Agricultural producers depend on timely rainfall to grow the crops needed to help feed the nation and the world. But the rainfall didn’t come to Kansas in the 2012 growing season — not nearly enough.
Drought, combined with searing summer heat, forced difficult choices on Kansas farms and ranches — whether to sell off cattle because of a lack of forage, whether to plant seed into parched soil, hoping the rain will come, and whether it’s cost effective to control weeds, given a sparse crop.
K-State Research and Extension specialists and county and district agents across the state responded by producing publications and videos, writing newspaper and newsletter articles, doing radio interviews, developing a drought resources Web page (www.ksre.ksu.edu/drought) and presenting programs on managing agricultural enterprises in drought conditions, including options for the upcoming growing season.
In her role as the agriculture and natural resources agent in Ford County, Andrea Burns considers helping farmers and ranchers learn about research-based options all in a day’s work.

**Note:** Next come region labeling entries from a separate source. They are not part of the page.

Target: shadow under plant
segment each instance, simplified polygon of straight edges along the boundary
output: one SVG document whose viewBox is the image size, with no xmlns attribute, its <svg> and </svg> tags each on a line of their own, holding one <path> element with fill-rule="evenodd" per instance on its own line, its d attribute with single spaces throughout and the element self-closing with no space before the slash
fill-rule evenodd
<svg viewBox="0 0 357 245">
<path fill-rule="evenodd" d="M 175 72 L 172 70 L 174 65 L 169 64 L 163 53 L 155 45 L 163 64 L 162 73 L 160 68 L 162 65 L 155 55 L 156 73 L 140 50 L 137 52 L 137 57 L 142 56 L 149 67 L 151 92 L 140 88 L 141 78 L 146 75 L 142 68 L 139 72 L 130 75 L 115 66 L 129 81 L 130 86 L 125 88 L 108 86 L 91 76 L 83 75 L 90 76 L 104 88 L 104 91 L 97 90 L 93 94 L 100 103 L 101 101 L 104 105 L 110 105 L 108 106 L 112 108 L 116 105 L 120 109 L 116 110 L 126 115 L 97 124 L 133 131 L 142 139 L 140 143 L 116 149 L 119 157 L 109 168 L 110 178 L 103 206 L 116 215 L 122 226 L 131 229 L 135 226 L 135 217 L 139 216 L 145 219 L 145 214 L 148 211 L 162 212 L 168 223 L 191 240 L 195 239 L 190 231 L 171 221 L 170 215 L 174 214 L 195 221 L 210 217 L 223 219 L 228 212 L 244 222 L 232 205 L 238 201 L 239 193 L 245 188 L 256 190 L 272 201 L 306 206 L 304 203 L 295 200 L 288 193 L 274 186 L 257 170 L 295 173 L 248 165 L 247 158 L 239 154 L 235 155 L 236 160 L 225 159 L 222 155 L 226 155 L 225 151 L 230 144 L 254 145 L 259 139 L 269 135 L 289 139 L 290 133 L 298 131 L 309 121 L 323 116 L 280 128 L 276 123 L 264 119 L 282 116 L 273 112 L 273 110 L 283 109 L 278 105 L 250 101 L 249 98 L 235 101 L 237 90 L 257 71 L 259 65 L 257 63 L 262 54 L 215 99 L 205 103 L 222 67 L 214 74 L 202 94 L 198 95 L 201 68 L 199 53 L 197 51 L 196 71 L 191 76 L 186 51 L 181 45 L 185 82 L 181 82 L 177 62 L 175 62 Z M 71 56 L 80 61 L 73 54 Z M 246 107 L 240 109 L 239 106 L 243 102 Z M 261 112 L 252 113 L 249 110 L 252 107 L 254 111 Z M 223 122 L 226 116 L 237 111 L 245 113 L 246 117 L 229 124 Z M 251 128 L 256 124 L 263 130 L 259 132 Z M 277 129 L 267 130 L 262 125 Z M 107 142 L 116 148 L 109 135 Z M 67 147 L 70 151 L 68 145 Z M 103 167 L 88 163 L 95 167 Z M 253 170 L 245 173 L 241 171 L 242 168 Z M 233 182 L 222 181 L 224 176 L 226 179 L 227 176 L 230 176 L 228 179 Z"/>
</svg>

Like agents across the state, Burns, who is a member of the Ford County Local Emergency Preparedness Committee, wrote articles with a focus on drought and precautions Kansans should take for her county’s newsletter and local media. She also worked with representatives of the USDA’s Farm Service Agency to document conditions in the county in preparation for disaster designation.
But Ford County is just one of many dealing with drought. Every one of Kansas’ 105 counties was declared a federal disaster area by the USDA in 2012.
“In response to the questions we were getting, the agriculture and natural resource agents from Ford, Gray, Hodgeman, and Edwards counties worked together to host a ‘Dealing With Drought’ meeting in Dodge City,” Burns said.
The meeting drew attendees from six counties, including producers from large and small operations, as well as bankers and government officials.
Agents in Wildcat and Southwind districts hosted a similar meeting for southeast Kansas producers and bankers in Parsons.
“This meeting was put together to give producers and others a chance to sit down and have conversations about their situations and options,” she said. “The agents and specialists worked together to get the latest research-based information to them in order to help them decide if and how it would work for their particular operation.”
“This drought has been detrimental to our producers — we’ve raised fewer crops and have had to liquidate some herds,” said Jack Woods, vice president and branch manager of Centera Bank in Minneola, who attended the meeting. “It’s reduced customers’ incomes and will impact agricultural operations for years to come.”
Meetings such as the one hosted in Dodge City are important to keep farmers, ranchers, and related businesses aware of current conditions and research-based options, said Woods, whose bank makes agricultural loans and small business loans to businesses that also deal with farmers. The Minneola branch is one of five branch offices in southwest Kansas.
“These kinds of programs are important so that we, as farmers and lenders, know what we’re dealing with now and in the future,” Woods added.